With the development of displaying techniques, the number of pixels per inch in a display device increases, a distance between adjacent pixels decreases, and correspondingly, a ratio of the area of a pixel electrode over the area of the pixel decreases.
Reference may be made to FIG. 1, which schematically illustrates a principle of connections within the pixel of a conventional and common TFT (Thin Film Transistor) LCD (Liquid Crystal Display). As shown in FIG. 1, a gate electrode of a thin film transistor is connected to a gate line, and the thin film transistor is controlled via the gate line to be on or off. A drain electrode of the thin film transistor is connected to a data line, a source electrode of the thin film transistor is connected to a pixel electrode, and a driving signal is provided to the pixel electrode via the data line when the thin film transistor is turned on. A parasitic capacitor Cgs is generated between the gate electrode and the source electrode of the thin film transistor, i.e. the pixel electrode is connected to the gate line via the parasitic capacitor Cgs. A liquid crystal capacitor Clc and a storage capacitor Cst are connected in parallel between the pixel electrode and a common electrode. At instants when the thin film transistor is turned on and turned off, variation of a voltage of the gate line may affect a voltage of the pixel electrode via the parasitic capacitor Cgs, and a feed though voltage is generated on the pixel electrode, thereby affecting the quality of displayed images. A formula for calculating the feed though voltage is as follows:Vfeedthough=Vd2−Vd1=(Vg2−Vg1)*Cpg/(Cpg+Clc+Cst).

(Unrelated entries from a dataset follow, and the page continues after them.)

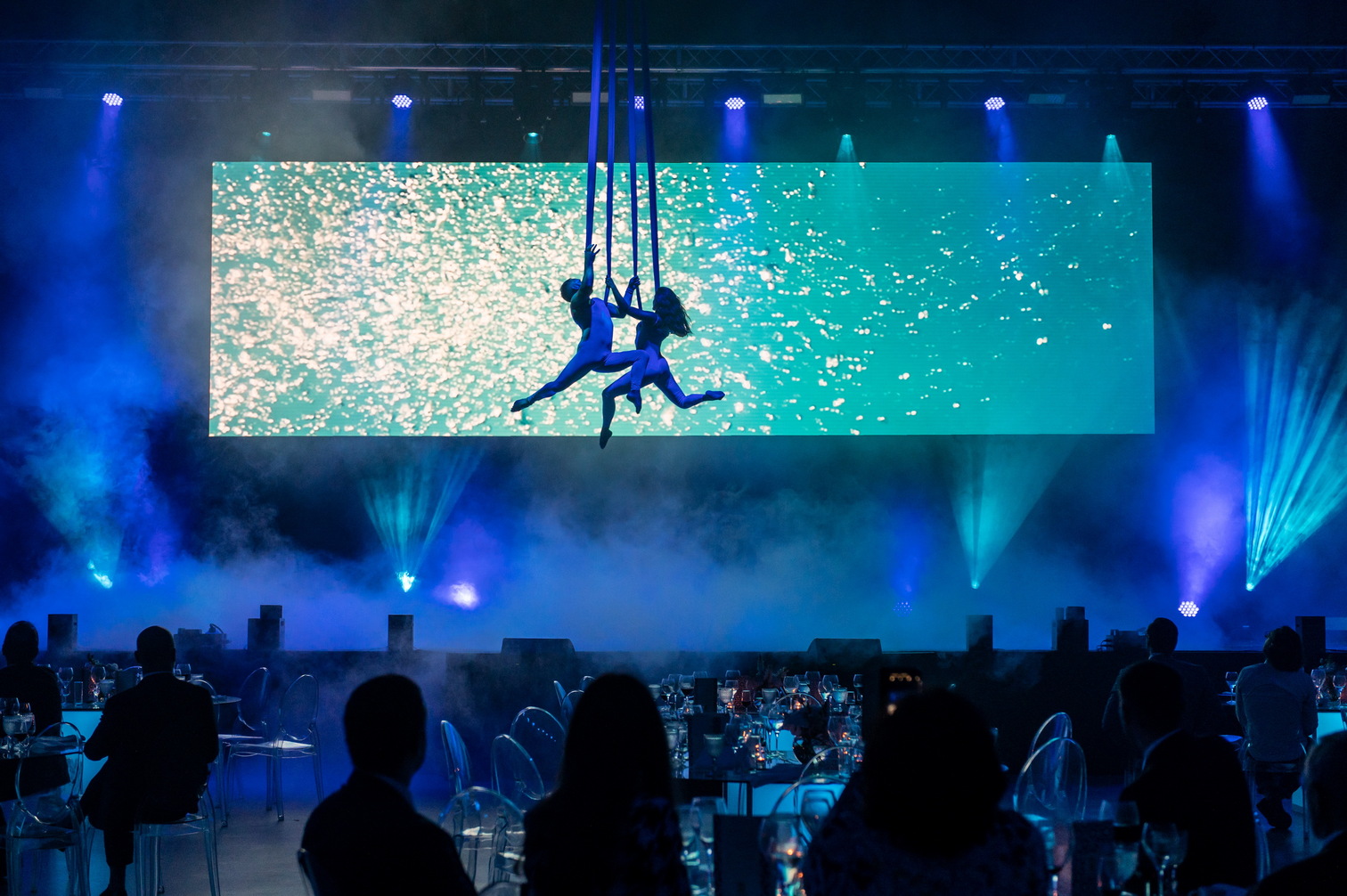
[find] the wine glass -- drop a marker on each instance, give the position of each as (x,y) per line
(781,840)
(1057,841)
(65,675)
(1167,846)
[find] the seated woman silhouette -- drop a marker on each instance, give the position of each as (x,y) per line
(594,318)
(652,329)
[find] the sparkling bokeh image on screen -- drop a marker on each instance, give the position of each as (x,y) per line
(826,299)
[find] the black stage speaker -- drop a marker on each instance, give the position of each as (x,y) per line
(850,652)
(539,647)
(62,633)
(400,632)
(1313,639)
(1071,631)
(978,632)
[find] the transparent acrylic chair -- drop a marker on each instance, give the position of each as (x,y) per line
(249,728)
(46,811)
(488,832)
(297,737)
(513,772)
(1052,782)
(149,837)
(543,737)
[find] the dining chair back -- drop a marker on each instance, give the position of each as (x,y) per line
(543,737)
(1052,782)
(513,772)
(46,810)
(488,832)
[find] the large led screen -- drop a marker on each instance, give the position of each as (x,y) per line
(825,299)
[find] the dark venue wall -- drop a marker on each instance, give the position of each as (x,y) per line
(655,544)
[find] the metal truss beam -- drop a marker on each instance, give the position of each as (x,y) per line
(876,76)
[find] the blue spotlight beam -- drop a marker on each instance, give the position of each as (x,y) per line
(994,483)
(410,507)
(1294,381)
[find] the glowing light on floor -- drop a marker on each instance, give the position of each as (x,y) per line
(1294,388)
(102,578)
(408,507)
(994,481)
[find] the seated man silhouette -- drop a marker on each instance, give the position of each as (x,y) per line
(1326,803)
(1192,782)
(368,835)
(159,740)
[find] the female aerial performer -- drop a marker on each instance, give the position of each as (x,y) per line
(667,317)
(594,318)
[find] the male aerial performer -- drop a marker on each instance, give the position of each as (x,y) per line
(594,318)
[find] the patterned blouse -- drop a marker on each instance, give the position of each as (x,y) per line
(849,857)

Vfeedthough represents the feed though voltage on the pixel electrode; Vd2 represents a voltage on the pixel electrode when the thin film transistor is turned off; Vd1 represents a voltage on the pixel electrode when the thin film transistor is turned on; Vg2 represents an output voltage of the gate line when the thin film transistor is turned off; Vg1 represents an output voltage of the gate line when the thin film transistor is turned on; Cpg represents a parasitic capacitance between the gate electrode and the source electrode of the thin film transistor; Clc represents a liquid crystal capacitance of the display device; and Cst represents a storage capacitance between the pixel electrode and the common electrode.
A formula for calculating the storage capacitance between the pixel electrode and the common electrode is: Cst=∈*S/d, where Cst represents the storage capacitance between the pixel electrode and the common electrode, ∈ represents a dielectric constant of a medium between the pixel electrode and the common electrode, S represents an overlapping area of the pixel electrode and the common electrode, and d represents a distance between the pixel electrode and the common electrode.
As can be seen from the above formula, the overlapping area of the pixel electrode and the common electrode may decrease as the area of the pixel electrode decreases, and the feed though voltage on the pixel electrode may increase correspondingly, thereby aggravating acoustic crosstalk and screen flickering occurring on the display device and affecting quality of displayed images.
Comparing with a display panel with high Pixels Per Inch (PPI, i.e., the number of pixels per inch), a display panel with high PPI includes a greater number of pixel units and has a smaller opening area of each pixel unit. Hence, the overlapping area of the pixel electrode and the common electrode in each pixel unit is significantly decreased, and accordingly, acoustic crosstalk and screen flickering are aggravated and the quality of displayed images is affected.